Um mês se passou, desde aí.
As contas de luz e água, o aluguel, os boletos de toda natureza se amontoavam por sobre a mesa onde Zezinho comia.
O salário miúdo mal dava para pagar o aluguel, pobre das outras contas.
Eis que chegou o dia do Papai Noel estacionar o trenó puxado pelas renas da imaginação. As ruas estavam lotadas. O mesmo bom velhinho, de barbas nevadas, parou o trenó num lugar proibido. E não havia placa nenhuma indicando nada parecido. Foi, no momento exato que Papai Noel chegou ao seu trenó, viu, no traseiro de uma das renas, a mais chifruda que havia, uma multa pesada de trânsito. Era pagar ou deixar o comboio de renas e o trenó, ainda não pago, penhorado a um banco perdulário, preso na delegacia dos aflitos.
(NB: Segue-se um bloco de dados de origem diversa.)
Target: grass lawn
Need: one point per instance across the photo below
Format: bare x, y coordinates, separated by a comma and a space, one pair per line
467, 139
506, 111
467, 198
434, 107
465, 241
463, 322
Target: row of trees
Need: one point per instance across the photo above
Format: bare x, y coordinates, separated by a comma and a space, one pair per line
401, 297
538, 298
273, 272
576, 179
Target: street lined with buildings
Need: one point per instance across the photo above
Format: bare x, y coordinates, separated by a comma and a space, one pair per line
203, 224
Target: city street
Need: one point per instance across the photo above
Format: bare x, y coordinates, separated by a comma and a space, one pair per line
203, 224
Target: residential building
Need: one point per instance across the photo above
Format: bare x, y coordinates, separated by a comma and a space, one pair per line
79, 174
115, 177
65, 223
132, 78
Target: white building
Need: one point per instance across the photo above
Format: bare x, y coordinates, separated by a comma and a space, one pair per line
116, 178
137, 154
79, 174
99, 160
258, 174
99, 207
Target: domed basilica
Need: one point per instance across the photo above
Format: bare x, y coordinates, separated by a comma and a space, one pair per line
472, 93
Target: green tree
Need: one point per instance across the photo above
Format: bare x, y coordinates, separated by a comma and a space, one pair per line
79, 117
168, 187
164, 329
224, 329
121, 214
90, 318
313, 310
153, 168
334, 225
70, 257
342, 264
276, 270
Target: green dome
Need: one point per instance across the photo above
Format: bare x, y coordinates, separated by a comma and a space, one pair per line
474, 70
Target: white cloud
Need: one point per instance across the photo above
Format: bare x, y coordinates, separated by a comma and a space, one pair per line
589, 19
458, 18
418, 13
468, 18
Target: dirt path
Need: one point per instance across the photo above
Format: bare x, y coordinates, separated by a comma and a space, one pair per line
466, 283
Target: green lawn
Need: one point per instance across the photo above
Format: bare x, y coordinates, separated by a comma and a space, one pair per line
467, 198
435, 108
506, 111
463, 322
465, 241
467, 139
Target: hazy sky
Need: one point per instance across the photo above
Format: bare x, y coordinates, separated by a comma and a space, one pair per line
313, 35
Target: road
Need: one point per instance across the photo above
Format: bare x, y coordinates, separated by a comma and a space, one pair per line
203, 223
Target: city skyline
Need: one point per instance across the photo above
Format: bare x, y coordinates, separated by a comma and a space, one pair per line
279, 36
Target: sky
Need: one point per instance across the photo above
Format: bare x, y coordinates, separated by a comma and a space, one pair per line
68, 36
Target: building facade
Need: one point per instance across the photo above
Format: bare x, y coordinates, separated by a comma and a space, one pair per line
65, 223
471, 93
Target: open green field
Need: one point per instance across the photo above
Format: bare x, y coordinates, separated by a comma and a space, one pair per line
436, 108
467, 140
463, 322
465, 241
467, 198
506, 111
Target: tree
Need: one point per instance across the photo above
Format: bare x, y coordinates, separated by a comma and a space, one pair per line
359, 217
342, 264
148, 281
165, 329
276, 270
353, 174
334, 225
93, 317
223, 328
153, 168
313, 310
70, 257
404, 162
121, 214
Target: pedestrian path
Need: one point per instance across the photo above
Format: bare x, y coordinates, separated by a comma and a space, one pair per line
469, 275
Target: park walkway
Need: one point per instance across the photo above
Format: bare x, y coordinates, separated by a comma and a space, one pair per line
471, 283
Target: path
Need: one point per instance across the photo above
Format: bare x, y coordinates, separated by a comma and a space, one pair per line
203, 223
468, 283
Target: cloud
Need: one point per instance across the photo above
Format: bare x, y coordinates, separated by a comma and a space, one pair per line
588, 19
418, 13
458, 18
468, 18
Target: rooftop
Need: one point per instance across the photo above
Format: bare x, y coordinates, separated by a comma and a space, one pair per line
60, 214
Foi o mesmo Zezinho Sossegado, que já perdia o sossego, que o acudiu. Explicou, sossegadamente, ao guarda de trânsito quem era o Papai Noel. Embora o guarda maldoso não acreditasse na singeleza do singelo, no espírito de Natal. Muito menos em Papai ou Mamãe Noel.
O trenó do velhinho do RO RO simpático foi afinal liberado sem pagar a vultosa multa. Como gesto de agradecimento Papai Noel deixou na mão vazia de Zezinho, que de muito já perdeu a tranquilidade, um embrulho graúdo, enrolado em papel celofane vermelho. Era nada mais que um rato empalhado.
Assim que a carruagem de rena partiu em direção à Lapônia (alguém de vocês conhece a Lapônia, ou acredita em Papai Noel?) Como os torcedores do Galo Mineiro eu digo: “Eu acredito”! Embora desacreditando piamente. Sem direito de piar.
Na noite de Natal, triste para Zezinho e muitos outros meninos iguais, esparramados pelo mundo inteiro, ao acordar, no dia vinte e cinco, ao deixar a casinha alugada, nos fundos da casa da Viúva Negra, viu a sua nova bicicleta desaparecida de onde estava. Amarrada com uma corrente grossa a um poste. Afanaram até o poste, junto aos fios de eletricidade.
Naquele apagão inusitado Zezinho, ex-Zezinho Sossegado, perdeu as estribeiras por completo.
A última vez que o vi, ele, o pobre Zé, estava internado num hospício, pelo SUS, atado à cama numa camisa de força.